Rab11, a master regulator of intracellular membrane trafficking routes, is the most characterized molecule among all the Rab proteins. It has been implicated in the progression of a number of human diseases. It is noteworthy to mention that Rab11 has an extensive protein-protein interactions network and a variety of distinct cargo molecules. But still, several significant questions remain unclear including how Rab11 mediated pathways are regulated; what is the precise molecular mechanism of the upstream activation of Rab11 subfamily members. Indeed, understanding the precise molecular mechanism for Rab11 in membrane recruitment is a key question elucidating its functional role within the cell.
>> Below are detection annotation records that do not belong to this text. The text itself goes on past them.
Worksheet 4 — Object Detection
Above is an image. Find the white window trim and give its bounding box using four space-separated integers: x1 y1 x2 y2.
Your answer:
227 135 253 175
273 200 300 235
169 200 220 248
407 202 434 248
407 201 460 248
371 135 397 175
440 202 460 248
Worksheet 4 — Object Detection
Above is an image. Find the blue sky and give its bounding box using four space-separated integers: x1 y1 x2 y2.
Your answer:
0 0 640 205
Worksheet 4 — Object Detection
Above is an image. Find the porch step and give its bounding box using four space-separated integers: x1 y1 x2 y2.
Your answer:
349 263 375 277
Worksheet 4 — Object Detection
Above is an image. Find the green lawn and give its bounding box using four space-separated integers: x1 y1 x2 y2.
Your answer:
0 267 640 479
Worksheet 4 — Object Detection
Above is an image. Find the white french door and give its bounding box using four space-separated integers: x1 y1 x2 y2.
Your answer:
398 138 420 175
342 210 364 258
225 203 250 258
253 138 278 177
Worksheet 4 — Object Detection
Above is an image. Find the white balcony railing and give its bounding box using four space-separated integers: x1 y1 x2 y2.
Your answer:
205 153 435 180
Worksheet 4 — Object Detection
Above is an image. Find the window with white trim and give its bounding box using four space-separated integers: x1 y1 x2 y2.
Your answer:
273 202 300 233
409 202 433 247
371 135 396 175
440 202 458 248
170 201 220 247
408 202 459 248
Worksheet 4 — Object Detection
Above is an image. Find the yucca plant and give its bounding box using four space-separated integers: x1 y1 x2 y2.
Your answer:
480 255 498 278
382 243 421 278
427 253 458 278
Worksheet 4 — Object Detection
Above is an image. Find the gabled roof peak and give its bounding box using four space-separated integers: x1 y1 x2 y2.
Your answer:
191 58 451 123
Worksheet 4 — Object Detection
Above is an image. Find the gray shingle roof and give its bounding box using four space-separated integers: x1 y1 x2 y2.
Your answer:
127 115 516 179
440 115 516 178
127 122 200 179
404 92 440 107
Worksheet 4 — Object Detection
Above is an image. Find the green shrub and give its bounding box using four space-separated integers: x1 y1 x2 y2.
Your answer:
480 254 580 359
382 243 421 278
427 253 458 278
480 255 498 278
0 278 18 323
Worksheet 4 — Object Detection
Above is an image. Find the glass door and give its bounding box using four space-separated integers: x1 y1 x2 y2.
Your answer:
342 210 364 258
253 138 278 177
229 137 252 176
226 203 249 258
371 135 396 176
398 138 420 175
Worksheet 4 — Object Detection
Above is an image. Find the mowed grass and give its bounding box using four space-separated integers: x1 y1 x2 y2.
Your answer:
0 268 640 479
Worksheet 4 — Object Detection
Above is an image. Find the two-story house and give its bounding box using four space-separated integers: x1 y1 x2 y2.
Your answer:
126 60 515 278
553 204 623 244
A more complete picture of the molecular and cellular events controlled by Rab11 proteins will uncover additional important physiological processes of the Rab11 subfamily members and will prompt further research in molecular mechanisms for many of the diseases in which it has been implicated. Further, understanding how the various interdependent cellular processes occur is now an important goal in the field of membrane trafficking pathways which is yet to be addressed. The members of Rab11 GTPase family are involved in a variety of disease settings including cancer progression. As the actions of mechanisms of these GTPases are identified; the signalling and trafficking pathways in which they operate may present novel targets for therapeutic invention.

Conflict of interest

The authors declared no conflicts of interest.